The objective of project captcha is three-fold: solving simple captchas that are generated from a real system (albeit ancient), learning more about neural networks for my own interest, and writing a guide for those who have just started doing data science and/or neural networks.
Above is a summary animation of the results of this project: The top window is the raw captcha, the bottom left window is the captcha with Otsu's algorithm applied, and the bottom right window is the solved captcha with letter tracking.
In short, the method used here to solve the captchas was to split the captcha images into single letters, and then solve for each individual letter using a convolution neural network (CNN). For those interested in the low level details and a bit of a guide, see below (Part 0: Introduction).

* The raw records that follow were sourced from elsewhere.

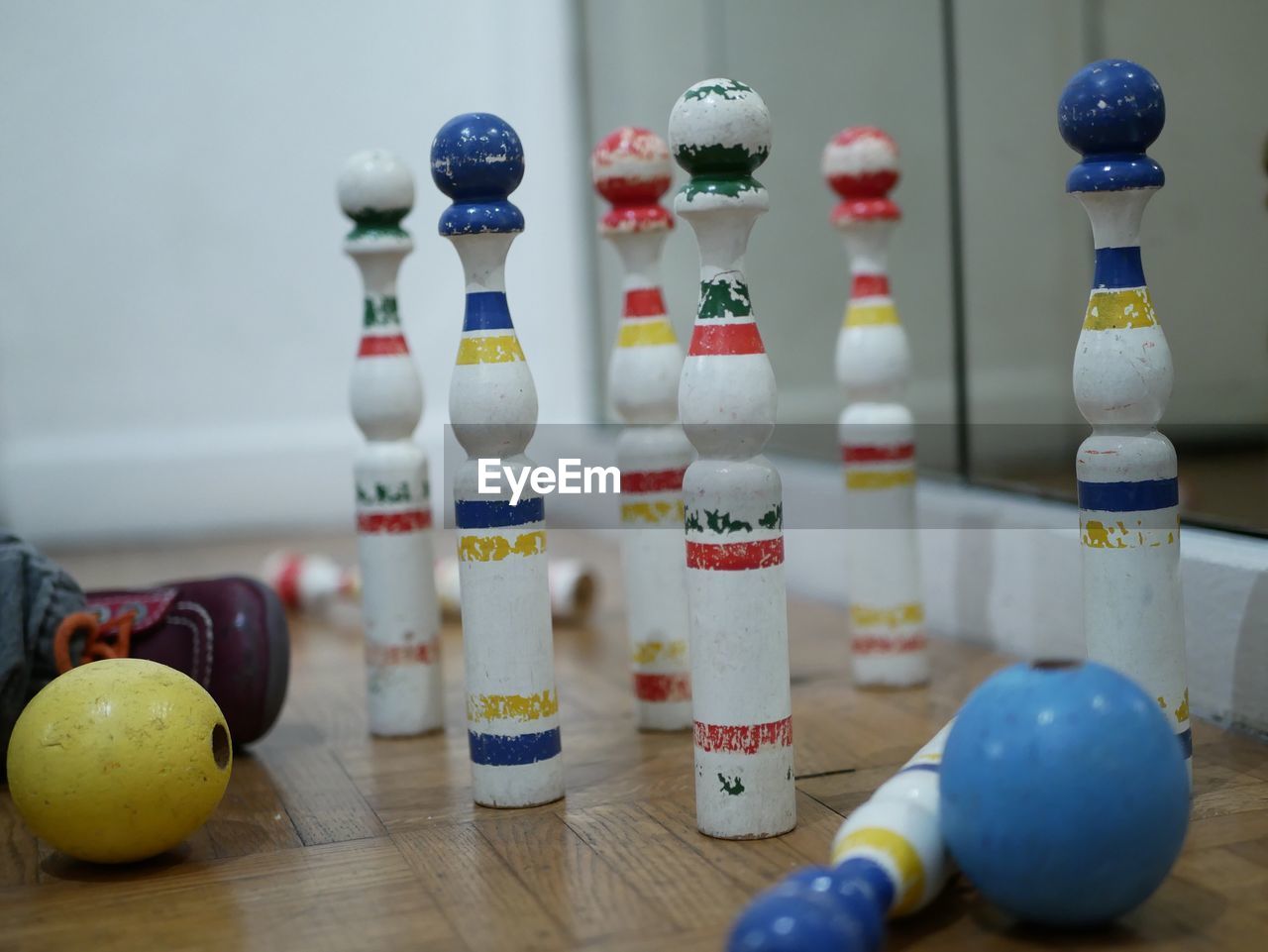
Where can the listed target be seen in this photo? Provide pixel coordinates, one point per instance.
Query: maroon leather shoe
(229, 634)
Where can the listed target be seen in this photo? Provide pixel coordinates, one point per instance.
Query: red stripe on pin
(656, 480)
(381, 345)
(662, 688)
(393, 522)
(713, 339)
(736, 557)
(644, 302)
(869, 285)
(378, 656)
(872, 644)
(743, 739)
(286, 583)
(878, 454)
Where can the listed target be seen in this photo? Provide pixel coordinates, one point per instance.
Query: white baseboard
(167, 484)
(999, 568)
(1004, 570)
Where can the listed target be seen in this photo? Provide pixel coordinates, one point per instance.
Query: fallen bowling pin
(312, 582)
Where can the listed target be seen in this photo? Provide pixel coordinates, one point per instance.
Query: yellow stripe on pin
(523, 707)
(865, 314)
(652, 511)
(899, 852)
(879, 478)
(647, 652)
(643, 334)
(1119, 309)
(502, 349)
(869, 616)
(494, 548)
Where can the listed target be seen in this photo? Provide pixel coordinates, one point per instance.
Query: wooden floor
(327, 839)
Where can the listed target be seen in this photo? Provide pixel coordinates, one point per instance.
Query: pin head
(476, 159)
(630, 167)
(861, 166)
(720, 134)
(1110, 112)
(375, 190)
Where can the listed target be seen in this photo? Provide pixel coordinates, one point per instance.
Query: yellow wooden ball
(118, 760)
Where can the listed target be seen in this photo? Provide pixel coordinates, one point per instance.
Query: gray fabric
(35, 596)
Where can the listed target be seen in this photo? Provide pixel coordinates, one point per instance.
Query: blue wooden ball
(476, 161)
(860, 888)
(1110, 112)
(795, 915)
(1065, 796)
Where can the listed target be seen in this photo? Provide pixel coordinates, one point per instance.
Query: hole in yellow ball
(221, 746)
(1054, 663)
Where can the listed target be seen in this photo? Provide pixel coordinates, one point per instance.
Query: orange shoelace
(109, 640)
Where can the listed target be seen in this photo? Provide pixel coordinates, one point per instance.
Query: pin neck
(379, 268)
(483, 259)
(641, 258)
(1116, 216)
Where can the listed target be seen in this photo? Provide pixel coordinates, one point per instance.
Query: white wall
(176, 318)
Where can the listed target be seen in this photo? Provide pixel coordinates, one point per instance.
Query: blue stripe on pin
(514, 751)
(1128, 497)
(1118, 267)
(497, 513)
(487, 311)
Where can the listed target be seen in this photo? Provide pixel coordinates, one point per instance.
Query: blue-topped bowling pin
(512, 710)
(1128, 515)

Sometimes learning about the thought process involved is more important than the solution itself; this guide is tailored for those who have just begun exploring data science and/or neural networks. My small hope is to encourage those people since at the time of this writing I am one of them. I am not by any means a qualified data scientist nor do I claim to be, however, I am a believer in that going through the struggles of someone who has just started is entertaining (that sounds rather mean) and useful in its own right.
- Part 0: Introduction
- Part 1: Analysing the Problem
- Part 2: Studying the Data
- Part 3: Labelling the Data
- Part 4: Recycling Old Code
- Part 5: Letter Detection Algorithm
- Part 6: Neural Networks
- Part 7: Conclusion
Let's sketch out the problem. The problem statement boils down to a single line:
"Given a captcha image, return the letters contained in that captcha."
But how? Do we know of any system that can already solve these captchas? Humans! It would be reasonable to ask our humans friends for 'inspiration'. How would a human solve this captcha? If we can break those steps down, it would be a good start. What do these captchas even look like?
So as human, how would we solve the captcha above? (its blurry because the original image is a tiny 20x60 pixels). The steps I would take for instance:
1. I see a red background that looks rather useless so I would ignore it.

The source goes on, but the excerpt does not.